Rescuers dicing with choppy seas are searching for 200 asylum seekers after their overcrowded wooden ship sank off Indonesia's main island of Java. So far only 33 people have been found alive.

Two were children, aged eight and 10, found clinging to the debris of the boat five hours after the accident.

"It's really a miracle they made it," said Kelik Enggar Purwanto, a member of the search and rescue team.

The boat – packed with 250 people fleeing economic and political hardship in Afghanistan, Iraq, Iran and Turkey – was heading to Australia when it ran into a powerful storm 20 miles (32km) off Java's southern coast late on Saturday.

It was hugely overloaded, carrying more than twice its capacity, said Lieutenant Alwi Mudzakir, a maritime police officer overseeing rescue operations.

As strong waves rocked the vessel, panicked passengers started shoving one another, causing it to sway even more violently, he said.

Authorities were losing hope of finding any more survivors on Sunday.

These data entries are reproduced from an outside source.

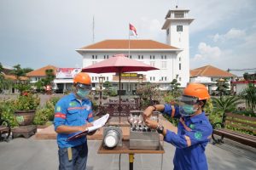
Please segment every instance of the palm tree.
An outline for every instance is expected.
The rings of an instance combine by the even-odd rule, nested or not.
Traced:
[[[223,79],[220,78],[217,81],[217,89],[216,91],[218,92],[220,97],[222,97],[223,95],[227,95],[228,93],[228,89],[229,89],[229,83],[228,83],[228,80],[227,79]]]
[[[247,106],[253,113],[256,108],[256,87],[253,83],[249,83],[247,87],[240,94],[242,99],[246,100]]]
[[[2,63],[0,63],[0,93],[4,89],[9,89],[11,85],[11,81],[5,79],[3,71],[3,67]]]
[[[213,110],[222,113],[233,111],[236,105],[241,104],[240,98],[236,96],[224,96],[222,98],[212,98]]]

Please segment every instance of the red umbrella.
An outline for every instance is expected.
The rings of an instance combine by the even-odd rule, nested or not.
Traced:
[[[82,72],[93,72],[93,73],[108,73],[108,72],[118,72],[119,74],[119,104],[121,102],[120,96],[120,84],[122,72],[131,71],[147,71],[159,70],[149,65],[143,64],[143,62],[136,60],[129,59],[125,54],[116,54],[113,57],[98,62],[95,65],[91,65],[82,70]]]

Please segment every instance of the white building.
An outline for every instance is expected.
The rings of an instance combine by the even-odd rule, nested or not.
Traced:
[[[194,19],[188,17],[189,10],[169,10],[162,29],[166,31],[166,44],[154,40],[131,40],[130,58],[152,66],[158,71],[137,72],[143,75],[143,82],[159,85],[161,90],[170,89],[170,83],[177,79],[182,87],[189,82],[189,24]],[[105,40],[76,50],[83,56],[83,68],[100,62],[117,54],[129,54],[129,40]],[[118,86],[115,73],[94,74],[94,87],[98,86],[98,77]],[[136,74],[133,74],[136,75]],[[136,90],[138,77],[121,77],[121,89]]]

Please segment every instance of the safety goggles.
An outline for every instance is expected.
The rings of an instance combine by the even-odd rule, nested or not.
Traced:
[[[198,103],[198,98],[188,95],[182,95],[178,99],[179,105],[194,105]]]
[[[83,90],[91,90],[91,85],[88,85],[88,84],[82,84],[79,82],[77,83],[77,87]]]

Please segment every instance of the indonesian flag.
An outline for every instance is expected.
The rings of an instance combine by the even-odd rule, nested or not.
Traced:
[[[129,29],[130,29],[130,36],[137,36],[136,28],[131,24],[129,24]]]

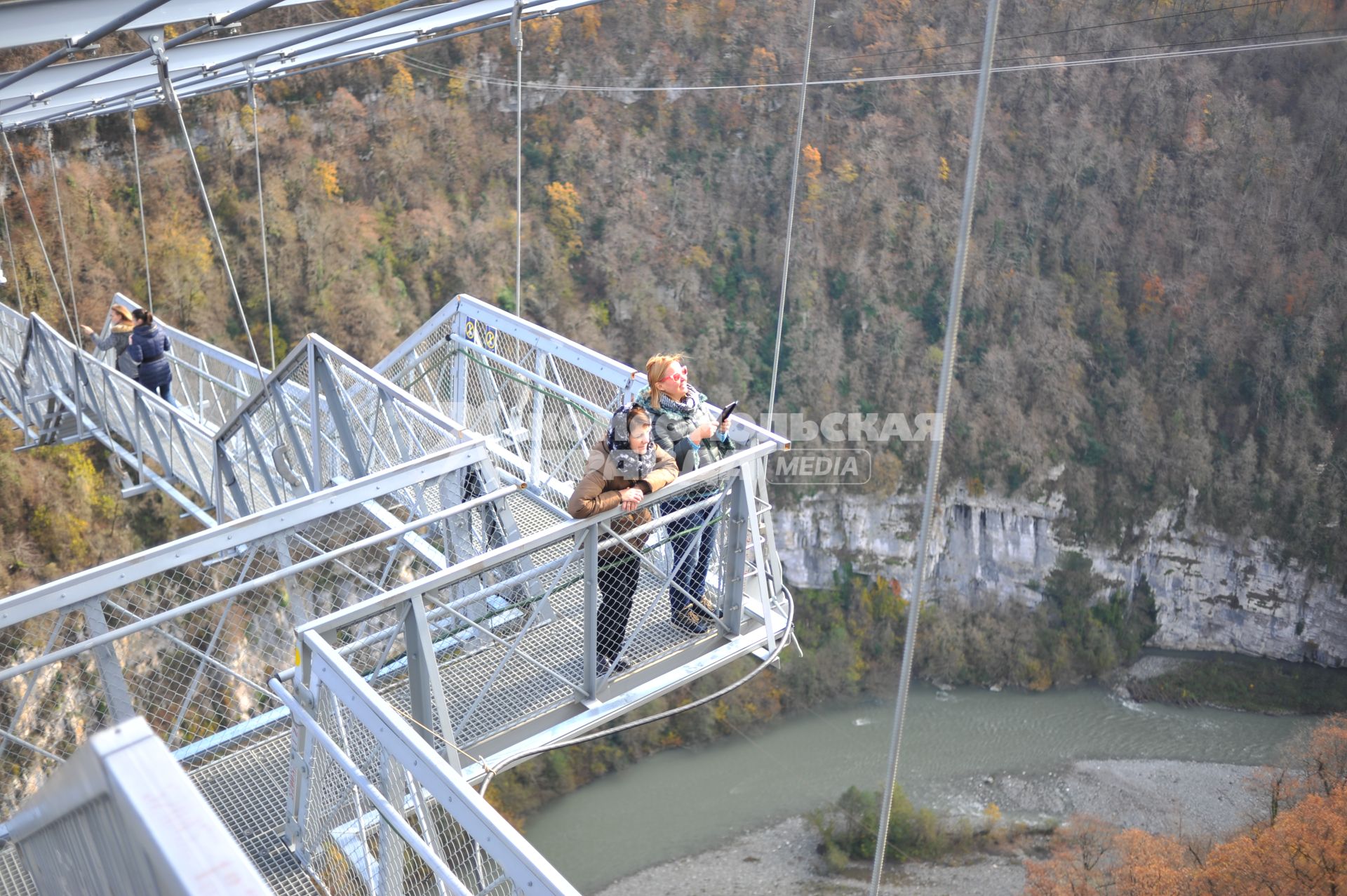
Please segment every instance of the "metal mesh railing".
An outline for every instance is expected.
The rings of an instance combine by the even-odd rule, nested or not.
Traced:
[[[598,697],[629,670],[659,662],[691,641],[737,635],[745,577],[742,556],[753,508],[735,504],[742,466],[722,463],[649,499],[660,512],[632,527],[630,517],[552,525],[506,543],[471,565],[435,573],[376,601],[314,624],[343,662],[374,683],[399,711],[415,717],[405,678],[419,602],[434,645],[443,703],[422,722],[461,759],[481,760],[486,744],[519,724]],[[762,589],[765,590],[765,587]]]
[[[310,335],[218,434],[230,458],[229,515],[276,507],[465,438],[432,408]]]
[[[273,511],[12,598],[0,810],[131,714],[194,761],[264,734],[277,707],[265,682],[294,664],[298,625],[488,550],[486,520],[517,489],[446,485],[485,457],[480,443],[442,451],[350,484],[298,524]]]
[[[120,292],[113,296],[112,303],[131,310],[140,307]],[[214,433],[257,391],[261,384],[257,366],[185,330],[168,326],[163,319],[156,323],[172,345],[167,357],[172,366],[174,400],[202,427]],[[108,366],[116,366],[112,349],[94,354]]]
[[[376,366],[451,420],[488,435],[501,465],[556,508],[610,414],[645,375],[459,295]],[[741,443],[785,441],[734,418]]]
[[[356,675],[306,641],[307,709],[292,711],[295,853],[334,896],[574,893],[527,841]]]

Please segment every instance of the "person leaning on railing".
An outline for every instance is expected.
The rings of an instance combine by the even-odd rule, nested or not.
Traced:
[[[649,387],[636,396],[655,422],[655,443],[674,454],[679,470],[690,473],[714,463],[738,446],[730,441],[730,422],[717,426],[706,396],[687,381],[682,354],[656,354],[645,362]],[[715,485],[679,494],[660,505],[669,515],[717,493]],[[717,508],[703,507],[669,525],[674,546],[674,578],[669,583],[669,618],[684,632],[700,635],[707,620],[722,610],[706,604],[706,573],[715,548]]]
[[[140,376],[136,381],[145,389],[158,392],[159,397],[168,404],[176,404],[171,392],[172,366],[167,357],[172,352],[172,344],[155,323],[154,314],[144,309],[136,309],[132,311],[132,317],[136,319],[136,327],[131,331],[131,348],[127,349],[127,354],[140,365]]]
[[[112,327],[108,330],[108,335],[98,338],[94,334],[93,327],[81,323],[79,329],[84,330],[85,335],[93,340],[93,348],[100,352],[106,352],[113,349],[117,358],[117,369],[124,375],[135,380],[140,376],[140,365],[131,360],[127,354],[127,349],[131,348],[131,330],[136,326],[131,319],[131,311],[114,305],[108,310],[108,317],[112,318]]]
[[[657,492],[678,478],[674,458],[651,438],[651,418],[638,407],[625,406],[613,415],[612,424],[590,450],[585,476],[575,484],[566,509],[582,520],[614,507],[636,511],[651,492]],[[651,508],[625,513],[613,520],[613,531],[624,534],[649,523]],[[626,639],[626,620],[632,613],[632,596],[641,578],[640,550],[648,534],[628,539],[630,548],[613,544],[598,554],[598,674],[625,672],[630,668],[621,656]]]

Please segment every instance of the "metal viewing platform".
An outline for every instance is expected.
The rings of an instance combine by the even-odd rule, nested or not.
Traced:
[[[645,377],[540,326],[462,295],[374,369],[310,335],[264,380],[170,338],[176,406],[0,309],[26,446],[97,439],[206,527],[0,601],[5,815],[143,715],[275,892],[570,893],[473,783],[789,637],[772,433],[733,418],[741,450],[617,534],[620,509],[564,507]],[[669,539],[713,523],[723,617],[695,633]],[[640,575],[618,674],[595,662],[614,551]],[[0,892],[40,892],[23,858]]]

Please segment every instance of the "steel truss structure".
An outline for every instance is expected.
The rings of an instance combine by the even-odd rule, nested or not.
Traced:
[[[125,112],[233,90],[315,67],[374,59],[427,42],[453,39],[521,19],[555,15],[601,0],[404,0],[361,16],[291,28],[229,34],[271,7],[314,0],[256,0],[225,11],[205,0],[148,0],[110,16],[98,0],[13,0],[0,4],[0,47],[65,42],[20,71],[0,74],[0,129]],[[168,38],[164,26],[205,20]],[[145,49],[62,62],[114,31],[135,31]],[[221,36],[221,35],[226,36]]]
[[[139,714],[277,892],[571,892],[470,783],[789,635],[765,430],[735,418],[745,447],[618,535],[564,503],[644,376],[540,326],[465,295],[374,369],[310,335],[265,380],[171,340],[178,406],[0,310],[26,442],[97,438],[207,524],[0,601],[11,811]],[[723,618],[698,635],[669,621],[669,540],[713,524]],[[614,555],[638,575],[624,674],[597,664]]]

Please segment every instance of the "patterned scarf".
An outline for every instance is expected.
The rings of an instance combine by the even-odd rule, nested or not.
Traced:
[[[682,402],[675,402],[674,399],[671,399],[664,392],[660,392],[660,410],[661,411],[672,411],[675,414],[683,414],[686,416],[686,415],[692,414],[692,411],[696,410],[696,403],[698,403],[698,399],[700,399],[700,397],[702,397],[702,393],[698,392],[696,389],[694,389],[691,385],[687,387],[687,395],[683,396]]]

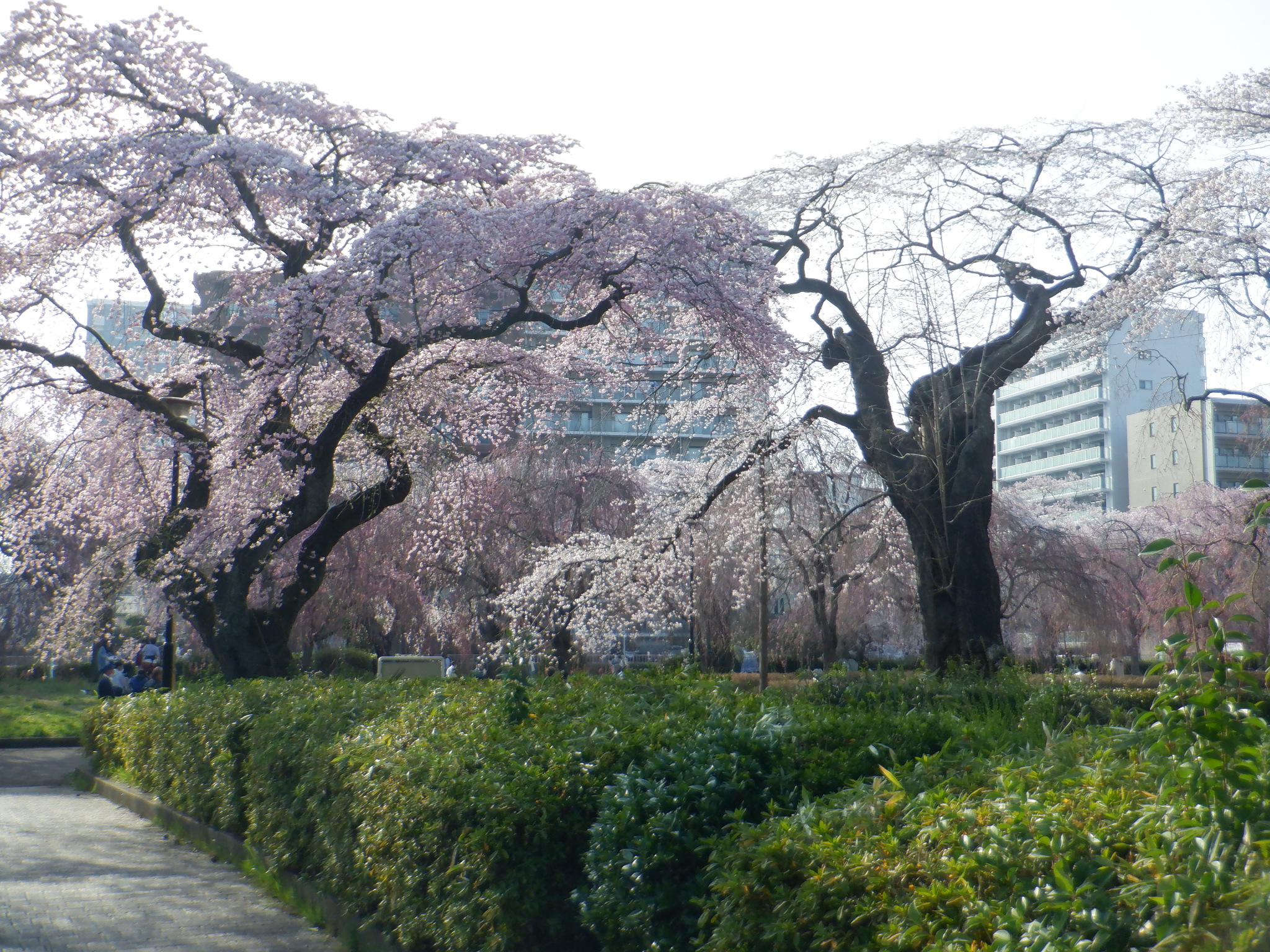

With thousands of miles of poorly policed coastline, Indonesia is a key transit point for smuggling migrants. Many risk a dangerous journey on rickety boats in the hope of getting to Australia, where they face spending years in crowded, prison-like detention facilities. Australia's harsh immigration policy has loosened up in recent months, however.

Those on the ship had passed through Indonesia's capital, Jakarta, days earlier without any legal immigration documents, according to police.

An unidentified group loaded them on to four buses and brought them to a port, promising to get them to Australia's tiny Christmas Island.

Local television showed half a dozen survivors at a shelter in Trenggalek, the Javanese town closest to the scene of the sinking, some with dazed, empty expressions as they sat on the floor drinking and eating.

Several others were taken to hospital in critical condition.

One of the survivors, 24-year-old Afghan migrant Esmat Adine, told the official Indonesian news agency, Antara, that when the ship started to rock, people were so tightly packed they had nowhere to go.

"That made the boat even more unstable," he said, adding that he and others survived by clinging to debris until they were picked up by fishermen.

He said at least 50 of the asylum seekers were children.